Crisi Pd, Magorno critica gli “ingrati”: “Renzi scaricato da importanti personalità del partito”

“Stamattina al Nazareno è andata in scena una delle peggiori discussioni post voto a cui potessimo assistere: non una analisi sulla sconfitta, sui nuovi orizzonti verso cui la sinistra deve indirizzare la propria azione politica, sui temi su cui concentrare attenzioni e proposte. No, niente di tutto questo”. Ad affermarlo è il segretario regionale (uscente) del Pd Ernesto Magorno che spiega: “personalità importanti del partito, parlamentari appena riconfermati e finanche ministri ancora in carica si sono esibiti in una pagina di grave miopia politica e ingratitudine, scaricando con sconvolgente disinvoltura il peso della sconfitta su Matteo Renzi, che non solo non era presente ma, come tutto il mondo sa, si è dimesso da segretario nazionale.
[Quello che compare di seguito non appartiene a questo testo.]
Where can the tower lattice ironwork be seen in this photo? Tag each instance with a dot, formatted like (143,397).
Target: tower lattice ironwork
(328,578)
Davvero – si chiede Magorno – credono questi signori che quel 18% parli solo di Renzi? O invece non contiene anche il fallimento di un’intera classe dirigente disattenta ai bisogni dei più, incapace di elaborare una visione compiuta del mondo e delle sue nuove dinamiche. Renzi è – conclude – e resta l’unico leader presente nel centrosinistra e la discussione di stamane ne è la conferma”.